Photographic Location: A prairie at Meadowbrook Park in Urbana, Illinois, where this species was introduced.
Comments: This sunflower is usually taller than the surrounding vegetation and quite showy. Luxuriant Sunflower is similar in appearance to its parental species, Helianthus giganteus (Giant Sunflower) and Helianthus grosseserratus (Sawtooth Sunflower). This hybrid sunflower and its two parents can be distinguished from each other by examining their respective stems: Giant Sunflower has stems that are abundantly covered with long spreading hairs, while Sawtooth Sunflower has stems that are hairless and often glaucous. The Luxuriant Sunflower is intermediate between these two: its stems are sparsely covered with short bristly hairs.
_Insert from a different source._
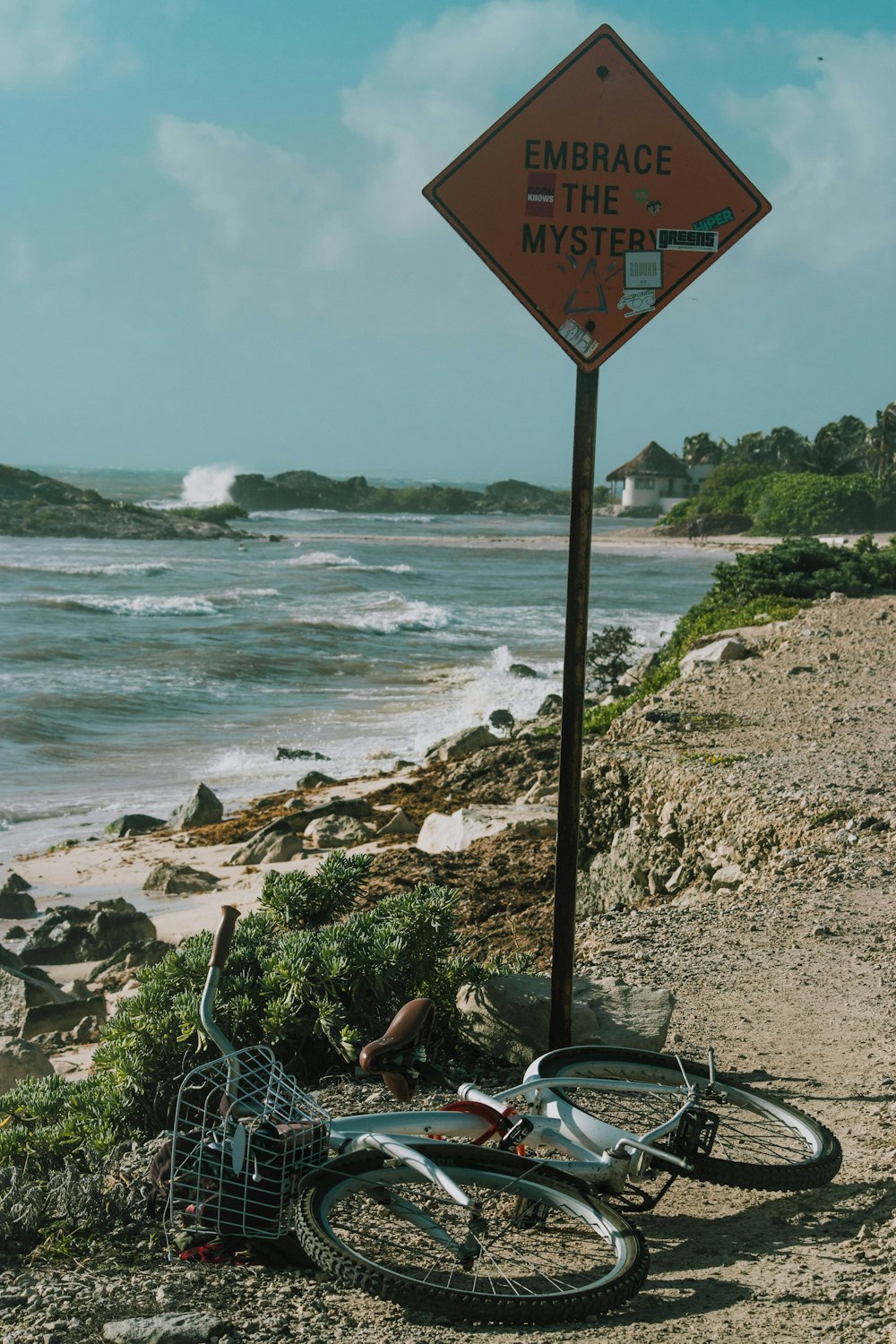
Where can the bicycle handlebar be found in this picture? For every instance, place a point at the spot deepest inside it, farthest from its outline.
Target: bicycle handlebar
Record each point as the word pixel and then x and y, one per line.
pixel 223 937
However, some authorities prefer to classify specimens with such stems as variants of the Giant Sunflower. All three of these sunflowers prefer open habitats that are somewhat damp. Such sunflowers rank among the preferred hosts of an uncommon parasitic plant, Cuscuta glomerata (Rope Dodder). Because of its dense mass of flowers, this is one of the more attractive Dodder species.